Bueno. Yo generalmente me despertaba temprano todas las mañanas. Alrededor de las 5 am. Me gusta la tranquilidad de esa hora, el silencio. Mi esposa y mis hijos durmiendo, me gustaba ver a los chicos dormir, esas bellas caritas, con una expresión de pequeños angelitos. Prendía mi computadora, me preparaba un café y escribía los informes del día anterior. Los que podía, lo que mi cabeza podía elaborar a esa hora, que era la más productiva.

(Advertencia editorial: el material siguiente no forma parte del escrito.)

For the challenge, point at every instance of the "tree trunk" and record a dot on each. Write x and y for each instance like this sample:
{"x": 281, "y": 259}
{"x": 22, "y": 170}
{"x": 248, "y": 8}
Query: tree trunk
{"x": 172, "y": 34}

A las 9 tomaba mi auto y me dirigía hacia la universidad, en donde trabajo. Soy profesor asociado de la cátedra “Ritos Medievales” de la Carrera de Exorcismo de la UBA. Esa semana estábamos estudiando el “Statua Ecclesiæ Latinæ”.

Mis alumnos eran aplicados, no eran muchos. En los primeros años la mayoría hacían sus prácticas con algún Poseso y abandonaban. No es fácil que te vomiten y te insulten en lenguas que desconoces.

Mi materia era del último año, así que la mayoría de ellos eran casi profesionales. Pero algunos tenían temores, al igual que cualquiera de nosotros. El giro de 360 grados de la cabeza era algo que a mí, con años de experiencia, todavía me seguía impresionando.

Tenía un alumno brillante, Mario Alaníz, exorcista nato. Pasaba todos los exámenes con diez. Un día trajimos a la Facultad a una actriz de telenovelas posesa. Estaba hablando en alguna lengua muerta (o puede haber sido portugués, no sé, pero era muy molesto). Llegó Alaníz y le dijo “SÁQUESE” y a la mierda, el demonio se fue. La verdad que yo quedé impresionado. Todos aplaudían. Él se dio media vuelta y se fue, era medio engreído. Y así como existía un Alaníz existía un opuesto. Veliz, un chanta.

Es de conocimiento popular que en nuestra Facultad, muchos de los Posesos terminan muertos. Cosas propias de la profesión. Un día Veliz entró con una mina del brazo gritando: “¡Está poseída!”. Se juntó mucha gente por el alboroto que armó. La chica lucia normal, era bastante bonita, una belleza prudente.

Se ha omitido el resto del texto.